I know some people reading this just cringed or rolled their eyes. Everyone knows they need to budget, but it’s often overcomplicated and no fun! But I've found that my money seems to have a mind of its own, meaning if I don't tell it where to go it disappears. All of my bills get paid, but then there’s nothing left over.


If that sounds like your story, listen up. Your budget doesn’t need to be a complicated formula or an Excel spreadsheet with a thousand rows and columns. Let’s break down creating a budget in a few simple steps, and you’ll be on your way to financial success.


  1. Print Your Bank Statements- Login to your bank’s website and print out the statements from the past two months. You need to see what you’re actually spending money on, so if you use credit cards or more than one account, print out everything. And FYI, the amount you spend on food will surprise you!

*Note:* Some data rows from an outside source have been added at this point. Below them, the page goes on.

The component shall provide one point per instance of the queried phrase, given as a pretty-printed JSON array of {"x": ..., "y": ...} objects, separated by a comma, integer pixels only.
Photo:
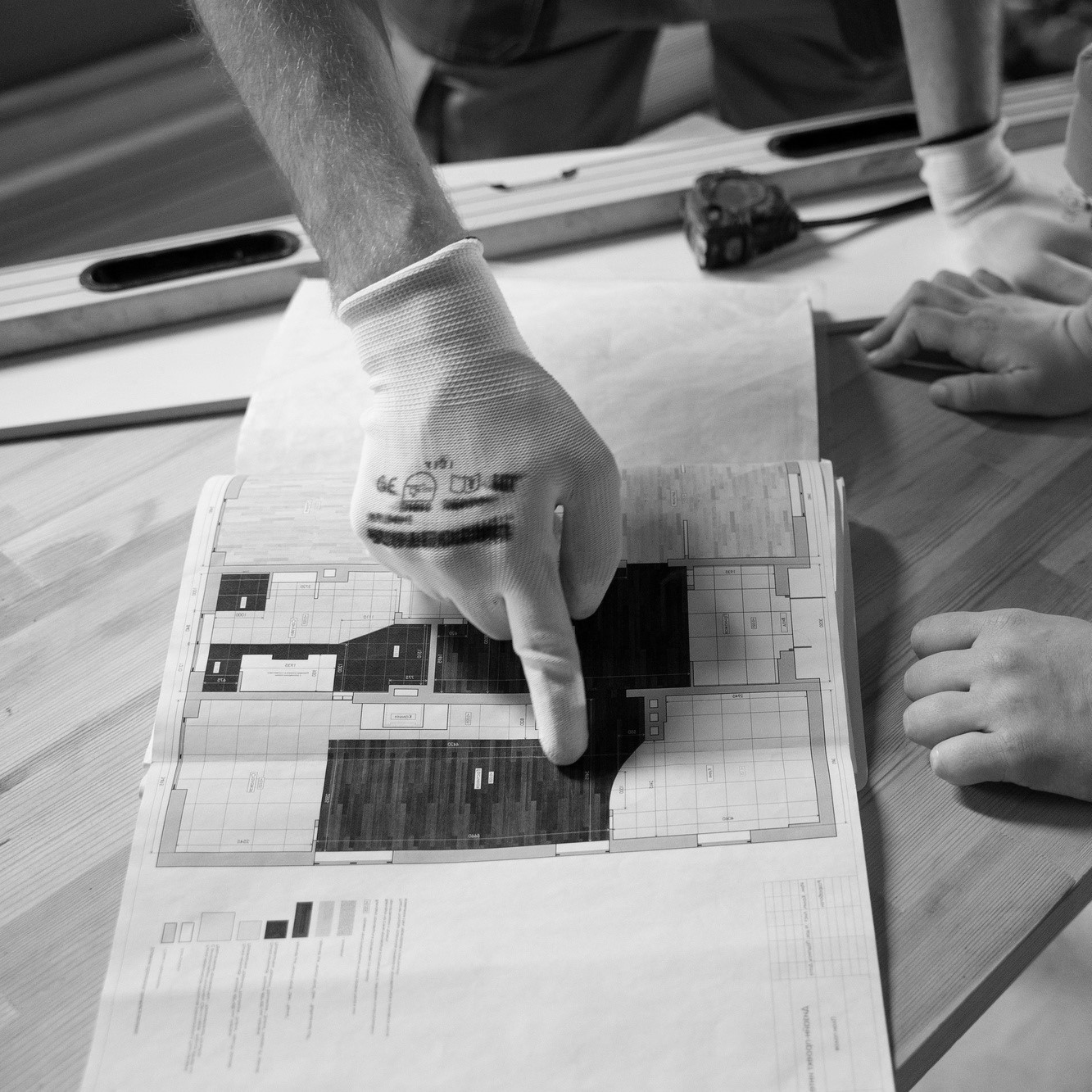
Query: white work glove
[
  {"x": 469, "y": 448},
  {"x": 1039, "y": 240}
]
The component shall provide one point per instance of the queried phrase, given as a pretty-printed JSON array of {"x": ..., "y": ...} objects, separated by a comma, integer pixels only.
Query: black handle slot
[
  {"x": 116, "y": 274},
  {"x": 805, "y": 143}
]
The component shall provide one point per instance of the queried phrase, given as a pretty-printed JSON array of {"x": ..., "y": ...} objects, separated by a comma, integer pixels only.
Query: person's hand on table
[
  {"x": 469, "y": 448},
  {"x": 1039, "y": 240},
  {"x": 1004, "y": 696},
  {"x": 1032, "y": 357}
]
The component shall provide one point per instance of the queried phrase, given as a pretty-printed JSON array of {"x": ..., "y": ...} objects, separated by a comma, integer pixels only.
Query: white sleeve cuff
[{"x": 966, "y": 176}]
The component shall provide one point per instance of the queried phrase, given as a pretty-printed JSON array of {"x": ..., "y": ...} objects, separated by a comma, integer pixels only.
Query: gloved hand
[
  {"x": 1039, "y": 240},
  {"x": 469, "y": 446},
  {"x": 1032, "y": 357}
]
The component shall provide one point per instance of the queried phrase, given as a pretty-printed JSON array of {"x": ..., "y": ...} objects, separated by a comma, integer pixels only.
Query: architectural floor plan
[
  {"x": 353, "y": 858},
  {"x": 332, "y": 714}
]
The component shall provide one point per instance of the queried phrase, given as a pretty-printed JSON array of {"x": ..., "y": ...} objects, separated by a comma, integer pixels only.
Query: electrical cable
[{"x": 885, "y": 212}]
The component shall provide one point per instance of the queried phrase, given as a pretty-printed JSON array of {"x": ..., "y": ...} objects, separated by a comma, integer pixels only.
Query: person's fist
[
  {"x": 1030, "y": 357},
  {"x": 1004, "y": 696},
  {"x": 469, "y": 448}
]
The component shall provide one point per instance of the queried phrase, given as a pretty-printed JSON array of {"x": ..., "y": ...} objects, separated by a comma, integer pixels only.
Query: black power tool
[{"x": 731, "y": 216}]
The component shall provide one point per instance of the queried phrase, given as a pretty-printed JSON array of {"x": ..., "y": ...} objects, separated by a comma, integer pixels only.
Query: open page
[{"x": 354, "y": 864}]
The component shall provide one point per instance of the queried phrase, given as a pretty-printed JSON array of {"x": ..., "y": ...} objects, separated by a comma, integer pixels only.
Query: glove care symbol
[
  {"x": 419, "y": 492},
  {"x": 465, "y": 483}
]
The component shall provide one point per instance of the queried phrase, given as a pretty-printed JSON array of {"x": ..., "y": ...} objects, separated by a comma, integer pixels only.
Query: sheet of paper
[
  {"x": 707, "y": 373},
  {"x": 351, "y": 859}
]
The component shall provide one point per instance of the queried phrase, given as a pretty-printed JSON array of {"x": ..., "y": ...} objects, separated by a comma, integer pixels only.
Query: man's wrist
[
  {"x": 961, "y": 134},
  {"x": 967, "y": 176}
]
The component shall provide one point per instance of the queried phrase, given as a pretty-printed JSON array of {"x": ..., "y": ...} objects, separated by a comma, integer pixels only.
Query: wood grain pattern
[{"x": 946, "y": 512}]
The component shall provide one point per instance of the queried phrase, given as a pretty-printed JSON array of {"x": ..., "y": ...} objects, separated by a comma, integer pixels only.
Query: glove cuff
[
  {"x": 439, "y": 315},
  {"x": 966, "y": 176}
]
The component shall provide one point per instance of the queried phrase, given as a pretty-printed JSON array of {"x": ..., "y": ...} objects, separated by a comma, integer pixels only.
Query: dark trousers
[{"x": 519, "y": 76}]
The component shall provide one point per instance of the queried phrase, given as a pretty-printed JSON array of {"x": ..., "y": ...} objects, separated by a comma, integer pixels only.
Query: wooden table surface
[{"x": 947, "y": 512}]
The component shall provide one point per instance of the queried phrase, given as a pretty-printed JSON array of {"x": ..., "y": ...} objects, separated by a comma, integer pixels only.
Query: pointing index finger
[{"x": 947, "y": 632}]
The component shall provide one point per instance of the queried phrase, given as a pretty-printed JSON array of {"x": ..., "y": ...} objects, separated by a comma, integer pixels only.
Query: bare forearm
[
  {"x": 954, "y": 47},
  {"x": 317, "y": 76}
]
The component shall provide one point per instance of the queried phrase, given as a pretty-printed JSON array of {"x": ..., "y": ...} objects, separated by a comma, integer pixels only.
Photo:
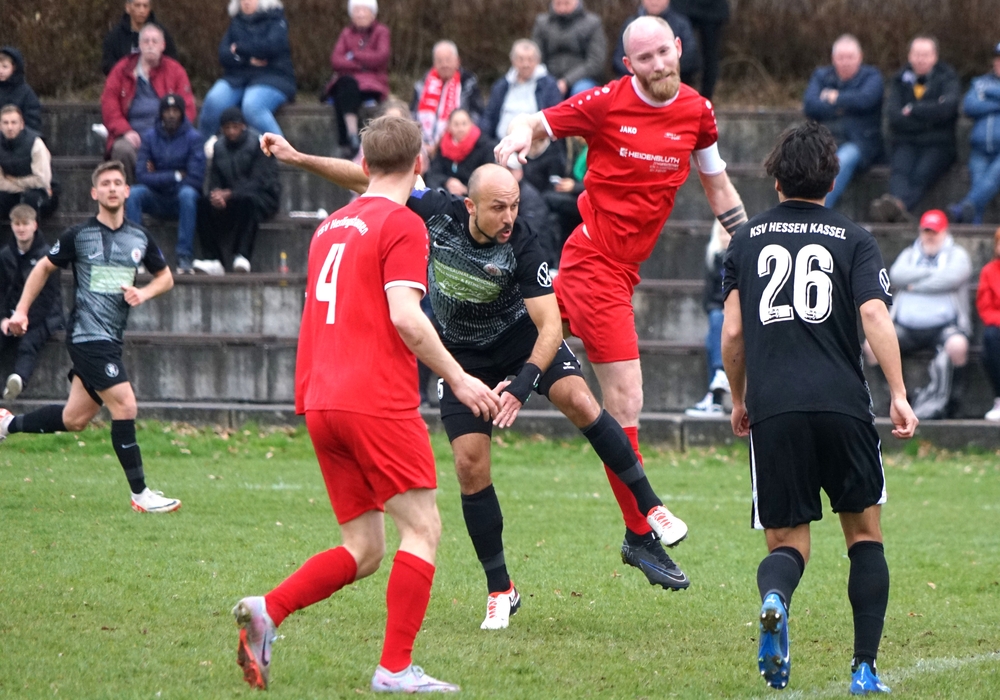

  2. Write Down Categories- After the shock of what you’ve spent goes away, put your spending into a few categories. Rent/Mortgage, Utilities, Car Payments, Insurance, Student Loans, Groceries, Personal Care. Put the average monthly spending next to each category, add them up and get your total monthly spending.

  3. Save 10%- If you don’t have 10% of your income left over after expenses, find ways to cut down your spending. Instead of spending $300 on eating out, spend $250. Or cancel one of your $9.99 subscriptions that you weren’t aware of. If you can’t find any way to save 10%, start with 5%, and remember consistency is key. It would be better to actually save 1% than say you’ll save 10% and never do it.


Budgeting Tools

Today, there are a lot of resources that can help you get started with your budget. You can connect apps to your bank account and have everything available at a glance on your smartphone. Do a quick google search, try out some of the popular and trustworthy apps, and choose your favorite. You will be surprised how much insight this gives into your spending and saving habits.


It is still important to print out and review your bank statements, because it provides you with a great visual, and adds some shocking inspiration to spend less on what you don’t need.


There's no single, unified, budgeting method that works for everyone. But the most difficult part is getting started, so make it a priority. Everyone knows they should have a budget, but it can be intimidating, and a bit embarrassing to face your spending habits.

No one likes to admit that they aren’t making the best financial decisions, and we all should’ve started budgeting and saving years ago. But the great news is you can start today. Then in six months, you will be so grateful that you just started. The constant worry about an unexpected bill will disappear because of the choices you made today.


Preparing before the storm hits is one of the wisest things you can do. And you will thank yourself when you’re not scrambling around trying to hold things together in the midst of a calamity.